Our previous work with aluminium-containing adjuvants was based on single antigens. Here, we report on experiments aimed at formulating WCA, a complex mixture of antigens, with aluminum adjuvants. The goal was to determine the formulation that induced the maximum antibody and IL-17 response, two critical components of a protective immune response against S. pneumoniae [6]. These studies for the first time demonstrate that the type of aluminum-containing adjuvants (AH vs. AP) affects the magnitude and quality of the antibody response as well as the Th17 CD4+ T cell response to WCA.

Methods

Mice

All experiments involving mice were conducted in accordance with NIH guidelines for the care and use of experimental animals and were approved by the Purdue University Animal Care and Use Committee. Seven week old female C57BL/6J mice were purchased from the Jackson Laboratory (Bar Harbor, ME). Mice were maintained in a conventional barrier facility, exposed to a 12 h light/12 h dark cycle, and allowed free access to water and LabDiet 5015 (Purina Mills, Richmond, IN, USA). They were acclimated for one week, and injected with 50 μl of vaccine intramuscularly in each hind leg (100 μL/mouse) two or three times with a two-week interval. Immediately prior to the last injection, blood was collected from the facial vein. Two weeks after the last injection, mice were anesthetized, blood was collected in heparinized tubes, and the mice were euthanized. Serum and plasma were separated by centrifugation at 14,000 × g for 10 min and stored at -80°C until analysis.

Vaccine preparations

The whole cell bacterial antigen (WCA) consists of a suspension of strain Rx1E, a capsule-deficient, autolysin-negative mutant of Streptococcus pneumoniae, killed by treatment with beta-propiolactone [19]. The stock solution (prepared by Instituto Butantan, Sao Paulo, Brazil) contained 1010 cells/mL (corresponding with 10 mg protein/mL) in Ringer's solution.
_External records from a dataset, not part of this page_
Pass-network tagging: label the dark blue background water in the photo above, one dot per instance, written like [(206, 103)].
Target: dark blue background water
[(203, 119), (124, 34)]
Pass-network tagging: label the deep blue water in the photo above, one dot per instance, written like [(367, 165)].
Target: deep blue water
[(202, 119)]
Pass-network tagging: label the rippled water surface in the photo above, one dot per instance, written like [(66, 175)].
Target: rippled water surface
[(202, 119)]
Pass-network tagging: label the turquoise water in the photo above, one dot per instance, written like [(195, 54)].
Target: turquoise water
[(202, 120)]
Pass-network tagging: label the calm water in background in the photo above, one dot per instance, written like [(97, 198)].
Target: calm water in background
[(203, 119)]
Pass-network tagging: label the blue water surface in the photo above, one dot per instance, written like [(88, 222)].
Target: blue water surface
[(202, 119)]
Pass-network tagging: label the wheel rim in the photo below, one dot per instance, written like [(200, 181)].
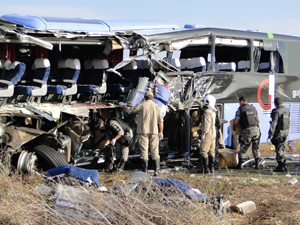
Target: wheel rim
[(27, 162)]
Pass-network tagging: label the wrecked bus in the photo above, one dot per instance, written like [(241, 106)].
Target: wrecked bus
[(59, 75)]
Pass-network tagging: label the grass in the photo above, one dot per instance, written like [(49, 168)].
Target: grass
[(150, 204)]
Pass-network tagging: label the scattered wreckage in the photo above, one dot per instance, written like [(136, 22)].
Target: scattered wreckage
[(58, 76)]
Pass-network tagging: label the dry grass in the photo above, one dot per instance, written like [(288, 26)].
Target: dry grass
[(20, 204)]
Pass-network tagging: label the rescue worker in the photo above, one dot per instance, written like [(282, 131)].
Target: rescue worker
[(218, 135), (119, 134), (248, 116), (279, 131), (149, 128), (208, 136)]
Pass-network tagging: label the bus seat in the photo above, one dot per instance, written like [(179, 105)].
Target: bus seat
[(98, 83), (140, 68), (185, 64), (86, 76), (197, 64), (146, 71), (156, 66), (264, 67), (12, 76), (4, 67), (162, 93), (176, 63), (38, 86), (127, 81), (225, 66), (243, 66), (68, 85), (61, 69)]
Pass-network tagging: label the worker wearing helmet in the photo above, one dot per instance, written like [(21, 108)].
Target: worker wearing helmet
[(248, 116), (208, 137)]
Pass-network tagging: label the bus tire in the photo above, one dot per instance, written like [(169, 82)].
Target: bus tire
[(48, 158)]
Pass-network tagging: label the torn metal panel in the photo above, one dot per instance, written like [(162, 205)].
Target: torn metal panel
[(39, 112), (20, 136)]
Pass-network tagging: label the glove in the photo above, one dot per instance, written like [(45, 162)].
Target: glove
[(113, 142), (160, 136), (203, 137)]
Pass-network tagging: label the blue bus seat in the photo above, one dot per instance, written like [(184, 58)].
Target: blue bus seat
[(197, 64), (4, 67), (162, 93), (176, 63), (146, 71), (225, 66), (122, 85), (185, 64), (97, 85), (10, 79), (264, 67), (68, 85), (61, 69), (243, 66), (38, 86), (86, 76)]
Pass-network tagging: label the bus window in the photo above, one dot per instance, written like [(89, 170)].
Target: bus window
[(270, 62)]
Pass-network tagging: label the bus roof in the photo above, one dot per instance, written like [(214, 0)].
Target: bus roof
[(48, 23)]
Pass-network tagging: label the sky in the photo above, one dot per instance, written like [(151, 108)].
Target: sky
[(272, 16)]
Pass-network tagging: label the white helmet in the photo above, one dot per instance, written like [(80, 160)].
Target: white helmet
[(210, 101)]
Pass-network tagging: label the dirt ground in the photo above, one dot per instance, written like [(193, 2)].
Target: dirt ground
[(276, 201)]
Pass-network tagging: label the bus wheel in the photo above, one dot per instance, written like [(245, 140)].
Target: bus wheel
[(47, 157)]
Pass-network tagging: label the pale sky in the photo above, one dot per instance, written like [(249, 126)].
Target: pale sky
[(274, 16)]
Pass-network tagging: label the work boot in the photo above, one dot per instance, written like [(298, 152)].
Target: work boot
[(256, 163), (157, 167), (280, 167), (121, 165), (144, 165), (204, 168), (284, 166), (239, 166), (211, 161)]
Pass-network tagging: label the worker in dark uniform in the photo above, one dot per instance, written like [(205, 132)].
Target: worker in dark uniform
[(208, 136), (248, 116), (279, 131), (119, 134), (218, 134)]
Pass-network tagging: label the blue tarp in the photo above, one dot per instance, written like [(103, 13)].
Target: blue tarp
[(184, 188), (76, 172)]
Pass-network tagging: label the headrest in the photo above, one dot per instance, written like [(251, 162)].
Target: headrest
[(41, 63), (14, 64), (225, 66), (176, 63), (244, 64), (73, 64), (197, 62), (62, 64), (140, 64), (88, 64), (130, 66), (6, 64), (114, 63), (185, 63), (156, 65), (100, 64), (145, 64), (264, 65)]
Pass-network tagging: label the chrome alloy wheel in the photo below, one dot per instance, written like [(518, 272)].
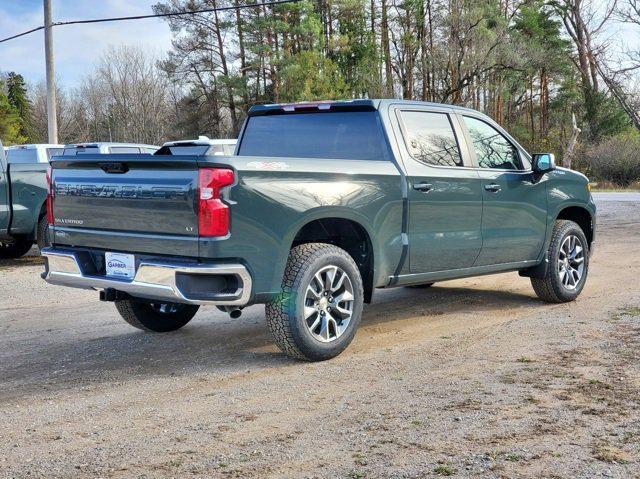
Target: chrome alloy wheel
[(328, 304), (571, 262)]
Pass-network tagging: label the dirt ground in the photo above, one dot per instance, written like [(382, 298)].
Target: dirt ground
[(472, 378)]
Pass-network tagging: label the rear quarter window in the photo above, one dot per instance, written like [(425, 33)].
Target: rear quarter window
[(331, 135)]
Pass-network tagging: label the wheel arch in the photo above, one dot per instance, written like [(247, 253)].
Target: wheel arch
[(348, 234), (580, 215)]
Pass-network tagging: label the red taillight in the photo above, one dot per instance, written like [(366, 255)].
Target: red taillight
[(213, 214), (49, 197)]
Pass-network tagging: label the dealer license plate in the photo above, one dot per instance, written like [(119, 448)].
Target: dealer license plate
[(120, 265)]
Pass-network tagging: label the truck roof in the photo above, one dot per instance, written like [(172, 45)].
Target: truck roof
[(343, 105), (34, 146), (98, 144), (202, 140)]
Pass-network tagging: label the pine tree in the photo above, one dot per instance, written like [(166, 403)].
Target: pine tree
[(19, 100)]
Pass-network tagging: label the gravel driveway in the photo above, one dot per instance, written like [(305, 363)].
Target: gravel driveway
[(469, 378)]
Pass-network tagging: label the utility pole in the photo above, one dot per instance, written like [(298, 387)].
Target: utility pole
[(52, 120)]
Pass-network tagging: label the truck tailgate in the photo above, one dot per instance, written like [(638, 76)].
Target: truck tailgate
[(128, 203)]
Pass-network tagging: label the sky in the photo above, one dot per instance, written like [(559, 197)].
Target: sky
[(76, 47)]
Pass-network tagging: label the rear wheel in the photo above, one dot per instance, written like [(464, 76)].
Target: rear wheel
[(156, 316), (568, 266), (15, 249), (319, 310)]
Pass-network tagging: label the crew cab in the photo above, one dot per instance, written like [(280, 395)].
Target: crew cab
[(321, 204)]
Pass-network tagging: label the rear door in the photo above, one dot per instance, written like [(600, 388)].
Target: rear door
[(515, 201), (445, 198)]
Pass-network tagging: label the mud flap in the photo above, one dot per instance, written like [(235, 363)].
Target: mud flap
[(538, 271)]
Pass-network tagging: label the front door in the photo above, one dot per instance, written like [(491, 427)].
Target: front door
[(514, 218), (445, 196)]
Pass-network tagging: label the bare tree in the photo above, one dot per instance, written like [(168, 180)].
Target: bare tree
[(72, 124), (127, 97)]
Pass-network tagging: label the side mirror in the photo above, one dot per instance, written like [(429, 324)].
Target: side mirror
[(543, 162)]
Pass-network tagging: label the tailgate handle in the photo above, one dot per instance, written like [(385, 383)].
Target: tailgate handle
[(117, 168)]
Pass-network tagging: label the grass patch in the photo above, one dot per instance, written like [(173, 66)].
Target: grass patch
[(627, 311), (611, 454), (443, 470), (599, 384), (525, 360)]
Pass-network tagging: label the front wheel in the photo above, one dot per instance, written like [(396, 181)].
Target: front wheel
[(15, 249), (319, 309), (568, 265), (155, 316)]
Vaccines were prepared with 4 different adjuvants. Aluminum hydroxide adjuvant (Alhydrogel "85" 2%) and AP (AdjuPhos) were obtained from Brenntag Biosector (Denmark). Phosphate-treated AH (PTAH) and phosphate treated AP (PTAP) were prepared by mixing the adjuvants with 60 mM phosphate buffer for 16 hours at room temperature.

Vaccines were prepared aseptically by adding different amounts of WCA as indicated in the text to adjuvants at 1.2 mg Al/mL and mixing for 1 h at room temperature.

Adsorption isotherms

Vaccines were prepared as described above with different WCA concentrations. After incubation for 1 h at 4°C, the suspension was layered over a 60% sucrose gradient and centrifuged for 20 minutes at 1,500 × g to separate non-adsorbed WCA from adsorbed WCA. The supernatant was collected and protein content was determined by bicinchoninic acid protein assay (Pierce, Rockford, IL) in triplicate. The adsorption data was plotted according to the linear form of the Langmuir equation. The adsorptive coefficient was calculated as the slope/intercept and the adsorptive capacity was calculated as the reciprocal of the slope.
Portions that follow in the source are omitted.